The first tool I would reach for would be a martingale (or more generally a supermartingale), which is a statistical process that somehow manages to correlate all of its failures with each other (basically by ensuring that any step towards failure is counterbalanced in probability by a step away from failure).
Please expand on this, because I’m having trouble understanding your idea as written. A martingale is defined as “a sequence of random variables (i.e., a stochastic process) for which, at a particular time in the realized sequence, the expectation of the next value in the sequence is equal to the present observed value even given knowledge of all prior observed values at a current time”, but what random variable do you have in mind here?
I can make some sense of this, but I’m not sure whether it is what Jacob has in mind because it doesn’t seem to help.
Imagine that you’re the leader of an intergalactic civilization that wants to survive and protect itself against external threats forever. (I’m spinning a fancy tale for illustration; I’ll make the link to the actual AI problem later, bear with me.) Your abilities are limited by the amount of resources in the universe you control. The variable X(t) says what fraction you control at time t; it takes values between 0 (none) or 1 (everything). If X(t) ever falls to 0, game’s over and it will stay at 0 forever.
Suppose you find a strategy such that X(t) is a supermartingale; that is, E[X(t’) | I_t] >= X_t for all t’ > t, where I_t is your information at time t. [ETA: In discrete time, this is equivalent to E[X(t+1) | I_t] >= X_t, i.e., in expectation you have at least as many resources in the next round as you have in this round.] Now clearly we have E[X(t’) | I_t] ⇐ P[X(t’) > 0 | I_t], and therefore P[X(t’) > 0 | I_t] >= X_t. Therefore, given your information at time t, the probability that your resources will never fall to zero is at least X_t (this follows from the above by using the assumption that if they ever fall to 0, then they stay at 0). So if you start with a large share of the resources, there’s a large probability that you’ll never run out.

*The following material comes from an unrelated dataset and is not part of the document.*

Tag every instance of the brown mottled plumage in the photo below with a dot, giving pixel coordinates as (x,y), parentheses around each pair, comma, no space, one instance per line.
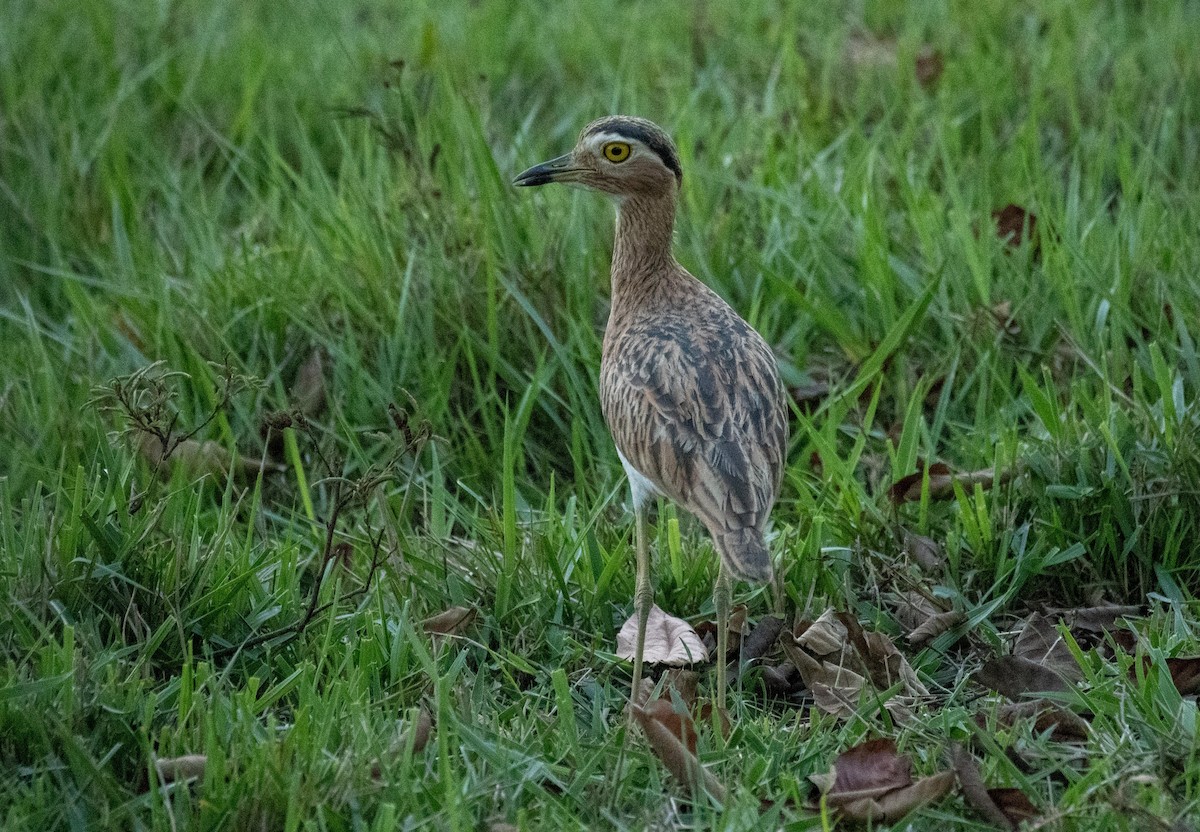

The link to AI is that we replace “share of resources” by some “quality” parameter describing the AI. I don’t know whether Jacob has ideas what such parameter might be, but it would be such that there is a catastrophe iff it falls to 0.
The problem with all of this is that it sounds mostly like a restatement of “we don’t want there to be an independent failure probability on each step; we want there to be a positive probability that there is never a failure”. The martingale condition is a bit more specific than that, but it doesn’t tell us how to make that happen. So, unless I’m completely mistaken about what Jacob intended to say (possible), it seems more like a different description of the problem rather than a solution to the problem...
Thank you Benja, for the very nice explanation! (As a technical point, what you are describing is a “submartingale”, a supermartingale has the inequality going in the opposite direction and then of course you have to make 1 = failure and 0 = success instead of the other way around).
Martingales may in some sense “just” be a rephrasing of the problem, but I think that’s quite important! In particular, they implicitly come with a framework of thought that suggests possible approaches—for instance, one could imagine a criterion for action in which risks must always be balanced by the expectation of acquiring new information that will decrease future risks—we can then imagine writing down a potential function encapsulating both risk to humanity and information about the world / humanity’s desires, and have as a criterion of action that this potential function never increase in expectation (relative to, e.g., some subjective probability distribution that we have reason to believe is well-calibrated).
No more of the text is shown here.